While asking, “Why me?” is a valid question, it’s not a particularly helpful one. Asking, “Why me?” puts you in the role of the victim and nothing healthy or positive comes from that. It’s true you can’t control what happens to you in life, but you can control how you react to the situation. You are not a victim.
Instead of asking, “Why me,” try asking, “What can I learn from this experience?”
What you nourish will flourish. If you nourish a negative, victim mentality during your disappointment, that’s what will flourish. But if you nourish an attitude of growth, you will flourish.
What you nourish will flourish. <- Click to Tweet
In the middle of a crisis, one of the best tools you have is gratitude. It allows you to reframe the pain. I use a fairly unconventional way to arrive at being grateful for the disappointment in my life. I make a list of all the ways the situation could be worse.
Let’s be honest; almost every situation could be worse. Focusing on the ways that things could be worse is a great way to trigger our minds into counting our blessings, and believe it or not, it adds a little humor to the situation. (Remember, laughter is the best medicine!)
For me, I also use prayer for insight. I ask God, “Is there anything in this situation that I can be grateful for even though things are not turning out as I hoped?” Both methods help me learn to focus on what I still have and the things that are still working in my life.
We weren’t created to “go it alone” anywhere in life. When you are in the deep valley of disappointment, reach out to your battle buddies, those few friends who have proven they genuinely care for you.
Your battle buddies will not only validate the pain of your disappointment, they will care enough to lock arms with you and drag you out of that pit (or out of the pantry if you’re at all like me)! They’ll help you find perspective and walk with you as you battle to overcome your disappointment.
In my book, “Breaking Busy” I talk about using the 10-10-10 method to solve problems. This allows me to think of good things in my future— where I want to be, how I want to be feeling.
Depending on your situation, you may hope that your “future self” is recovered from an illness in 10 days, or in 10 weeks your “future self” has repaired and restored a broken relationship, or your “future self” has launched the business of your dreams in 10 months.

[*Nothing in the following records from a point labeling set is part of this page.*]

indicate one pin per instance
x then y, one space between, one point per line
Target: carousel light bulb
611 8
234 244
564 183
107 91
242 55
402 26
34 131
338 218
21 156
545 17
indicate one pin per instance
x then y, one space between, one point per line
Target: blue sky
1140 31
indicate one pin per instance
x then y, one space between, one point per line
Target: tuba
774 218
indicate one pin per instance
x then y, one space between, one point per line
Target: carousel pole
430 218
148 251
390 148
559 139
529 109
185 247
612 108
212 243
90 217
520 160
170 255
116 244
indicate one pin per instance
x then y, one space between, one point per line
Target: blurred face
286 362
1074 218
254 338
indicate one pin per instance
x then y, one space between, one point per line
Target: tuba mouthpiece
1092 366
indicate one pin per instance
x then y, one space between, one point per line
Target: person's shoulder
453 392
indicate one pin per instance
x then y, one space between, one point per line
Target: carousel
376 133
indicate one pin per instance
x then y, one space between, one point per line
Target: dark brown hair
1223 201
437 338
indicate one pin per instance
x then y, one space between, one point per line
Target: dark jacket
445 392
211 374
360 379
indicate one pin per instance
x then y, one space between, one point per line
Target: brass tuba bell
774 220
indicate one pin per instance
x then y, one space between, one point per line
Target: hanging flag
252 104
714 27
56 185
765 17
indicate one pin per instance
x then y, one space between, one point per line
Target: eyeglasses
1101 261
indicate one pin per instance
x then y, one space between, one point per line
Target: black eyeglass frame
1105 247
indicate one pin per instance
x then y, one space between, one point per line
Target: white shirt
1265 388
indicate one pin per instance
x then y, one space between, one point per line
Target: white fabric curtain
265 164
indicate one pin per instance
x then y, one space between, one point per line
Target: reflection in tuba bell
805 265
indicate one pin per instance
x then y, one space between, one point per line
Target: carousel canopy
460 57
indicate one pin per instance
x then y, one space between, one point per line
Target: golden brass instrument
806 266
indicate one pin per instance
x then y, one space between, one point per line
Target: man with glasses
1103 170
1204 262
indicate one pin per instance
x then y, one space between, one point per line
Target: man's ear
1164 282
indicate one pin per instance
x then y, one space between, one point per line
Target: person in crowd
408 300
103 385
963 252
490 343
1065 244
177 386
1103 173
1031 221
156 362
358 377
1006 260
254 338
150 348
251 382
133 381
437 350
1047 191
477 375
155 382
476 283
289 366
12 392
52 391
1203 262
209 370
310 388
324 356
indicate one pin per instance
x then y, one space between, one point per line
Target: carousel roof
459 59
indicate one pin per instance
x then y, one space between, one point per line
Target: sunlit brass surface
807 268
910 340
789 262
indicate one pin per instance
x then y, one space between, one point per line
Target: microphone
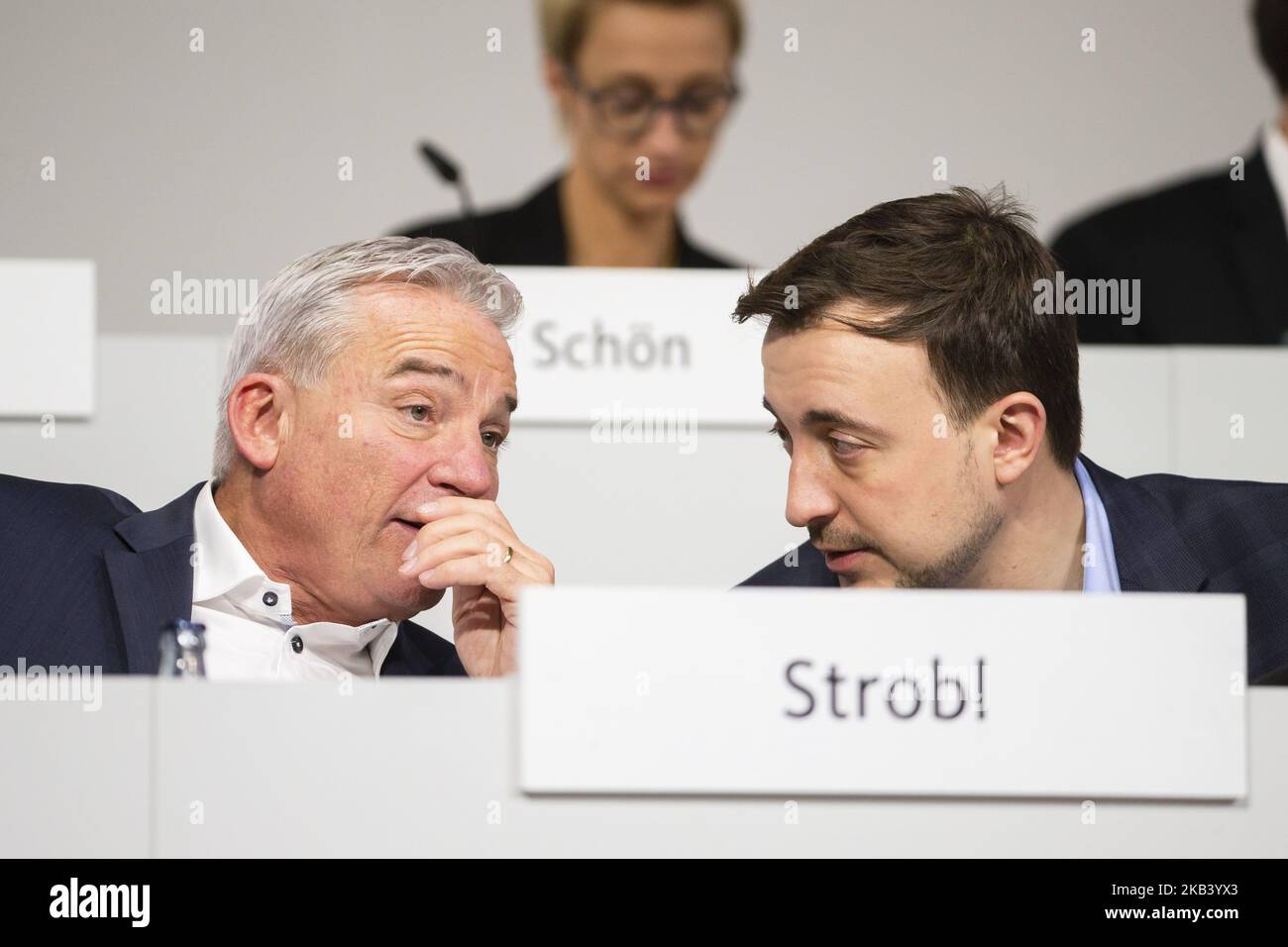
451 174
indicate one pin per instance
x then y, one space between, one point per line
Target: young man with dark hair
932 419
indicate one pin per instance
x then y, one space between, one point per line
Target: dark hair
1270 24
566 22
956 270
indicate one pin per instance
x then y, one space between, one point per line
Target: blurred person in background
1211 253
631 80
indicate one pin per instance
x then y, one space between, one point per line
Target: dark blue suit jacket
86 579
1172 534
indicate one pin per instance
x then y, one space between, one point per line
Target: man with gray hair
366 398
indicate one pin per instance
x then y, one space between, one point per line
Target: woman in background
642 88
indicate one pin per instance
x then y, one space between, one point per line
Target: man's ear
1019 424
259 411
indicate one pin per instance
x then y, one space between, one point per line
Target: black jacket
1172 534
1211 254
532 235
89 579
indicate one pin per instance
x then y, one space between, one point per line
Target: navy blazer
86 579
1172 534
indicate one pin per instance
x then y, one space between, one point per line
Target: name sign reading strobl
884 692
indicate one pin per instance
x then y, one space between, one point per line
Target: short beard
951 570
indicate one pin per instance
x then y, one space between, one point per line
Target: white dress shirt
250 634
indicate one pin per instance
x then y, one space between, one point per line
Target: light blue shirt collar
1099 567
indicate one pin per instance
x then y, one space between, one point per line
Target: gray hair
303 318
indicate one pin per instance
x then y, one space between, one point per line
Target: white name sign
47 359
893 692
635 346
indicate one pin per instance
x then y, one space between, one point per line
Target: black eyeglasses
629 110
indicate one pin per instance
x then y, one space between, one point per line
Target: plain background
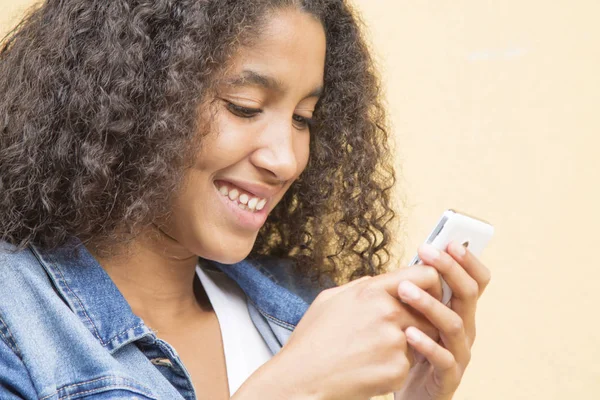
494 106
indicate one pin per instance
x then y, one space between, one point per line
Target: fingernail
413 335
429 252
409 290
459 249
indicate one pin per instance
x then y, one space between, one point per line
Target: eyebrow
253 78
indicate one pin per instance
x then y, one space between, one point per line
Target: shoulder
284 273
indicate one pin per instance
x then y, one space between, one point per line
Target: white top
245 349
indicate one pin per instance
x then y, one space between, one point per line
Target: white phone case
454 226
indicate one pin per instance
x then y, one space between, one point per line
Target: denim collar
92 295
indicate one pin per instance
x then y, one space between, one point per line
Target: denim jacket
68 333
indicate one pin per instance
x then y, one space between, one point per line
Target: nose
277 151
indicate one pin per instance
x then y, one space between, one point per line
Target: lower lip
244 218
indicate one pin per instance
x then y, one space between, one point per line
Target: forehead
289 51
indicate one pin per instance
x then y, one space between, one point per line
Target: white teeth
233 194
252 203
243 200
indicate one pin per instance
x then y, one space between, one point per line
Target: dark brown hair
99 114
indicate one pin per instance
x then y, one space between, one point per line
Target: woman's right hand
350 344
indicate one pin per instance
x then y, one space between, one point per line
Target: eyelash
244 112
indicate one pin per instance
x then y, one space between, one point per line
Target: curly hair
99 118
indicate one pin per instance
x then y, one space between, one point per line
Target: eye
242 112
302 123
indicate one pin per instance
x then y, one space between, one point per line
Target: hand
350 344
437 375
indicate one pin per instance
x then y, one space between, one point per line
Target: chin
230 251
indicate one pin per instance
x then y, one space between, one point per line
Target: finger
463 286
465 290
425 277
471 264
449 323
442 360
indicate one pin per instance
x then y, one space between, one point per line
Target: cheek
303 152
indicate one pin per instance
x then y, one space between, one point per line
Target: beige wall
494 110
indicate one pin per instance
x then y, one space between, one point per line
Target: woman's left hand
441 365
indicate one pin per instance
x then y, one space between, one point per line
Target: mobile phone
472 232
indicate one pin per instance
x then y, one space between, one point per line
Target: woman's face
259 143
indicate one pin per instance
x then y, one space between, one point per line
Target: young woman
195 204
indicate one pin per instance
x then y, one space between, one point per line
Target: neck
158 279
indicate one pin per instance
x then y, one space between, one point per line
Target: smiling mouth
244 200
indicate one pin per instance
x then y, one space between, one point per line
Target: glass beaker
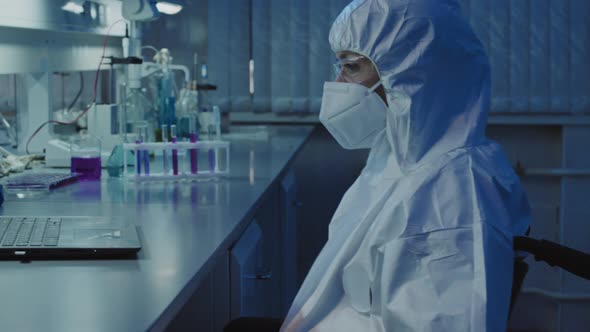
139 112
85 157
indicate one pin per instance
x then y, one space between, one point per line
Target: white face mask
352 113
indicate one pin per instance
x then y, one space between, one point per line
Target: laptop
54 237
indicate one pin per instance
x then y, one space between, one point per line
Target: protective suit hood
435 72
422 241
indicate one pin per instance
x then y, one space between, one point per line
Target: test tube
211 152
193 139
165 151
138 152
146 154
174 150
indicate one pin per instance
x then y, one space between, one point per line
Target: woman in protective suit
422 241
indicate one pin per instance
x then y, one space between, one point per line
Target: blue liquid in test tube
165 152
193 139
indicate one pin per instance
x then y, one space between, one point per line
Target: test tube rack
216 154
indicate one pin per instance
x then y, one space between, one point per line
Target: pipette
146 154
165 151
193 139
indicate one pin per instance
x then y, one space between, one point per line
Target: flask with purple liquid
85 157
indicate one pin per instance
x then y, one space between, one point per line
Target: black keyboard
38 231
40 180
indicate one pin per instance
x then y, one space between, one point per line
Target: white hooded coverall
422 241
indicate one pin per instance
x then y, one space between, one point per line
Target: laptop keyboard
18 231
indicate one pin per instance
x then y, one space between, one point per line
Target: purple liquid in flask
88 168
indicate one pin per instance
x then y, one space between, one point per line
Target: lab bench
211 250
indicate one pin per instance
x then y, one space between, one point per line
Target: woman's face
352 67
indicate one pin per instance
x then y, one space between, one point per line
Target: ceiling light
169 8
74 6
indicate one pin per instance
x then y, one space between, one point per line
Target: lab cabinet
257 275
289 205
247 277
207 310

When you focus on the good, on future possibilities, it helps you start taking the steps you need to get there. Sometimes when we are in the middle of the storm, when the pain is so intense, it’s great to have a little distraction and something to look forward to. I love asking myself, “What does future Alli think about this situation?”
At some point, we all deal with the pain of disappointment. It’s simply part of being human. But you don’t have to stay stuck in that pain. You can and you will get through this.
By changing your thoughts and your mindset and by surrounding yourself with a couple great battle buddies, you will get through your disappointment and come out stronger and wiser on the other side.